The discards we want to focus on are the ones caused by input or output congestion. When a link fills, there is only so much buffering it can do with remaining packets before it starts dropping them. Along with interface discards, we will often see a spike in the router CPU as it tries to keep up with the increase in traffic. If a link is persistently becoming congested, make sure to use a flow-based technology to identify the type and source of the traffic to determine if it is acceptable network usage. It could be that a backup or peer-to-peer file transfer is clogging the network, which can impact application performance.
Looking for these types of issues can be very time consuming if we don't have the right tools. In fact, unless they are impacting a critical application, discards and errors can go on for months and years without our knowledge.
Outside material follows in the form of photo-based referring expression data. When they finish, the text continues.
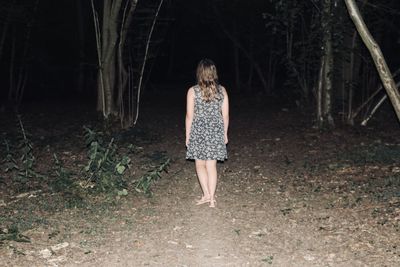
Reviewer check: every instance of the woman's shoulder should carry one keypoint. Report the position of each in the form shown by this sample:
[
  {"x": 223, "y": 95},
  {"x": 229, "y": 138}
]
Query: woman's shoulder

It is important to resolve them before they start affecting something important.
As a troubleshooter, a tool that I regularly use to spotlight discards, errors, and high utilization problems is the OptiView XG. I promise I'm not just saying that to plug the tool. It just makes these types of issues much easier to find on a network. In fact, with it's latest bump in software versions (v14) the XG got a handy new feature called Interface Health. This part of the tool shows the top 1000 interfaces network-wide that are experiencing errors, discards, and high utilization. This feature makes it very easy to find interfaces that are responsible for packet drops, which is a huge help in tracking down application performance problems. For sure, there are other ways to find these issues, but it often requires quite a bit of "show interface detail"!